What happened early on with 1967’s “The Graduate” says it all. With his career on the rise, Redford wanted to play the part of Benjamin Braddock, which — believe it or not — was originally conceived as a fair-haired, Gentile character. Helmer Mike Nichols was a friend who'd already directed Bob in the smash Broadway hit, “Barefoot In the Park.” Nichols openly expressed his concern that Redford would never be able to capture the angst of this lovesick character, which led to this exchange:

Nichols: “Let me ask- have you ever struck out with a girl?”
Redford: “What do you mean?”
Nichols: “You see? That’s precisely my point.”

In the seventies, after his star-making turn in the indelible “Butch Cassidy and the Sundance Kid” (1969), Redford was, quite simply, the consummate leading man. He became a star very much in the mold of a Cary Grant or a Garbo. Neither ever won an acting Oscar (neither has Redford), but both were immensely popular, and endowed with that mysterious, ethereal quality that a movie camera somehow brought out, creating screen magic. Bob had it, but it wasn’t enough for him.
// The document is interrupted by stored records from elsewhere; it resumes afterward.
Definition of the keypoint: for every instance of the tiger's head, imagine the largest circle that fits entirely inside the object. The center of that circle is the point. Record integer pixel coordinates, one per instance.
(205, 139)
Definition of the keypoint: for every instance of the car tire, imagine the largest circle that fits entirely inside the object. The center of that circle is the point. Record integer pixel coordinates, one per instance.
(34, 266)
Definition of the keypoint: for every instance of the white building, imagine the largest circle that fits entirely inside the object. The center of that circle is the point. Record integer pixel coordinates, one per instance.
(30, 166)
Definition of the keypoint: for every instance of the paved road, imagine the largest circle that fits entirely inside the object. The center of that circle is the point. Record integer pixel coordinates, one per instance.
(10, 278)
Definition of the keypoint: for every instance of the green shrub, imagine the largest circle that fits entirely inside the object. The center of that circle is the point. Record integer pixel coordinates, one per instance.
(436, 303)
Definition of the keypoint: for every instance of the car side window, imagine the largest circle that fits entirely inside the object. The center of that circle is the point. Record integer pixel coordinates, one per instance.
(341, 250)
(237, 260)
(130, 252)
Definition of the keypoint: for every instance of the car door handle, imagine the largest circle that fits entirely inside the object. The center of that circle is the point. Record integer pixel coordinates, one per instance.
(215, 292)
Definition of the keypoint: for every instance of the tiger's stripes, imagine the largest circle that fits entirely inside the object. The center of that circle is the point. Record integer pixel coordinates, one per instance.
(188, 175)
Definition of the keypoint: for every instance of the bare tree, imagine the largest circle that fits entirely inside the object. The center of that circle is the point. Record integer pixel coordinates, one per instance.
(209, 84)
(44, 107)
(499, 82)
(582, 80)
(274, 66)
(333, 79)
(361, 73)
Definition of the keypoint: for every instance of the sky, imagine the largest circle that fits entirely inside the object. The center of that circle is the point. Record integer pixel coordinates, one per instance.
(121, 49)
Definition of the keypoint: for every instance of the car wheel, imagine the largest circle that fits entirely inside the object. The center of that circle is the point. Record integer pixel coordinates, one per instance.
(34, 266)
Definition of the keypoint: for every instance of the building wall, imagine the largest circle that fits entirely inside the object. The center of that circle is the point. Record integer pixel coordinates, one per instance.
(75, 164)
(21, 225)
Which brings us to Redford the director. In his early forties, he finally decided to have a go behind the camera, and on his first outing, hit it out of the park, producing one the most searing dramas ever made: 1980’s “Ordinary People.” And lo and behold, he won his Oscar. He’s directed eight films since, and won two more Oscar nominations for his excellent “Quiz Show” (1994).

And let’s not forget the tricky business of producing. Over a forty year period, Bob has produced — or executive produced — over 30 films, along with several TV projects.

Even more awe-inspiring is that over this period, he and his first wife Lola managed to raise three very grounded children. The couple divorced in 1985, and Redford finally married his longtime companion, artist Sybille Szaggars, in 2009.

Pushing eighty now, he has not slowed down appreciably as producer, director or actor, nor avoided roles that really challenged him. The foremost example is J.C. Chandor’s “All Is Lost” (2013), about one man stranded out at sea, struggling against stiff odds to survive. The part was not only physically demanding, but also near wordless, so that Bob alone had to hold our attention for just under two hours through action, gesture and expression.  I've always felt it was a serious oversight that Redford was not Oscar-nominated for this.

Though it's unlikely his innate modesty would betray it, I hope that deep down Robert Redford feels proud of his most enduring films, and all the other ways he’s helped the planet and bettered the lives of his fellow human beings.

In particular, beyond his amazing career in the movies, we should never forget his founding of Sundance, which, thanks to his steadfast leadership, has become an essential lifeline for emerging filmmakers wanting to do smart, unique and meaningful work. That’s one hell of a legacy all on its own.